What the CEDR Research might suggest
Ultimately, it can be seen that investigations are an increasing part of the work of HR departments but that in order to get maximum utility from them, thought needs to be given to:
- whether an investigation is the appropriate action to take;
- how to devise the investigation’s methodology to get an appropriate outcome;
- whether it is appropriate to use an internal or external investigating team depending on the subject matter;
- how to increase recommendation uptake by organisations;
- how to debrief from the investigation correctly and take appropriate levels of follow up rather than using the conducting of an investigation as an outcome in itself;
- how to deal with any criticism of the investigation and whether it is appropriate to revisit elements of an investigation process or report to improve outcomes.
From this consultation, CEDR has produced "GRACED – Questions for any HR Department prior to starting an investigation”
CEDR’s Questions for any investigation prior to commencement © CEDR 2016
The checklist is intended to aid with decision making prior to starting an investigation and help focus on what the purpose of the investigation is going to be, consider alternative process options and think about outcomes and how to make changes from the start of the investigation.
If emphasis is given to the above, we believe an investigation is likely to be more successful.

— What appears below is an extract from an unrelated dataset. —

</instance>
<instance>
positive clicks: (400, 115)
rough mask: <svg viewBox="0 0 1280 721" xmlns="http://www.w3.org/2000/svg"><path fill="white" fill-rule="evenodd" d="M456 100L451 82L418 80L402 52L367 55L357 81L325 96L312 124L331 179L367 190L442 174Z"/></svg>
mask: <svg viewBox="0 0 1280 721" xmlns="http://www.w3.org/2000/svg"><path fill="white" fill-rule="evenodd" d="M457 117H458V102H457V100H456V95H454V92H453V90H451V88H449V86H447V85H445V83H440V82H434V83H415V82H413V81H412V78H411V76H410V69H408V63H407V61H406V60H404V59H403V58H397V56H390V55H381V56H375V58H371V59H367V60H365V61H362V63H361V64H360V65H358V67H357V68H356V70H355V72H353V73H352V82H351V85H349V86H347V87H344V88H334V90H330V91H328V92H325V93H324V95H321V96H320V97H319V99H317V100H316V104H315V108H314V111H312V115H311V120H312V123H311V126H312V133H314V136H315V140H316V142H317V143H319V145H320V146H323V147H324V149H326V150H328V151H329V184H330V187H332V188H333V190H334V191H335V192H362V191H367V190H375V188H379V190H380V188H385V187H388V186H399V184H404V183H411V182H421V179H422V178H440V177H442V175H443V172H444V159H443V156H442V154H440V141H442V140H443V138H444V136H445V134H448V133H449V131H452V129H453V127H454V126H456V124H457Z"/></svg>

For more information and detailed results of the investigation, the full report can be found here: https://www.cedr.com/docslib/CEDR_Report_Human_Resources_Based_Investigations_2016.pdf
The GRACED model can be downloaded here: https://www.cedr.com/docslib/GRACED_Jan_2016.pdf
Why CEDR’s research was conducted
As part of CEDR’s thought leadership work into reforming the processes of investigations and reviews, following on from CEDR’s three-year project to reform the Public Inquiry process, we have investigated the time and resources that organisations put into investigations; the nature of investigations undertaken by internal and external investigating teams; and the efficacy of the recommendations and review process. Alongside this survey work, CEDR has also consulted with a group of HR professionals about their qualitative experiences of the investigations process as well as analysing the work that CEDR itself frequently undertakes as an external provider of internal investigation services.